Traducción de OLPL

NOTICIAS DE MIAMI

Estamos Conectados

Vanessa Garcia

Traducción del inglés: Orlando Luis Pardo Lazo

julio 22, 2021

Estamos conectados

Vanessa Garcia

Anoche tuve un sueño.

Yo estaba parada frente a Luis Manuel Otero Alcántara, uno de los líderes del Movimiento San Isidro, ese grupo de artistas y ciudadanos en la isla que ha sido una de las chispas del motor de arranque de este momento de la historia de Cuba. Un momento en que el pueblo cubano comienza a recuperar su voz. Y cuando han salido valerosamente a las calles, a pesar de los pesares, arriesgando sus vidas con tal de romper las cadenas de una dictadura de 62 años. Luis Manuel se encuentra actualmente desaparecido. Desaparecido por el Estado.

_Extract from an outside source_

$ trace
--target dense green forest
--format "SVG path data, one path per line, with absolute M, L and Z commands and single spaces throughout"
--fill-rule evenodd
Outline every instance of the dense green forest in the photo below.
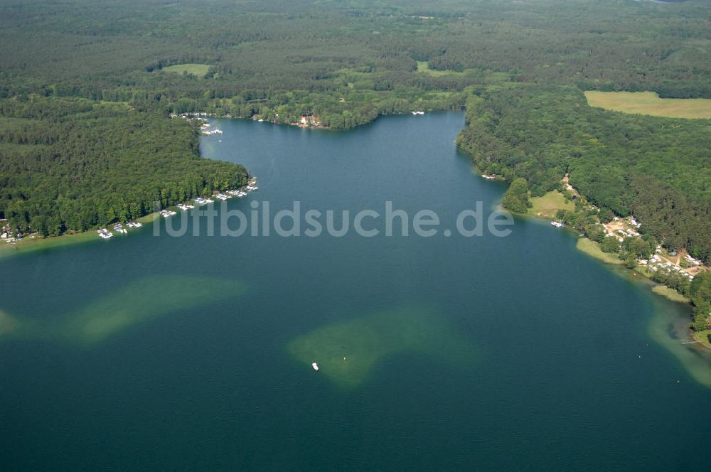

En mi sueño, sin embargo, yo aún estoy cara a cara con él, los dos parados sobre el agua, a varios pies de distancia. De mi pecho a su pecho, sale una raíz retorcida que nos conecta, corazón a corazón. Espinosa por partes, manchada de sangre. Y por partes, apenas floreciendo con botoncitos de color naranja flamboyán. En otras partes, es de metal. Pero esas partes brillan con una luz que intenta curar lo oxidado. Ambos, Luis Manuel y yo, nos miramos cara a cara y yo siento entonces que mi corazón, halado desde su raíz, va a salírseme del pecho. Pero no se sale, sino que se aferra con más fuerza, vibrando dentro de mí. Conectándonos.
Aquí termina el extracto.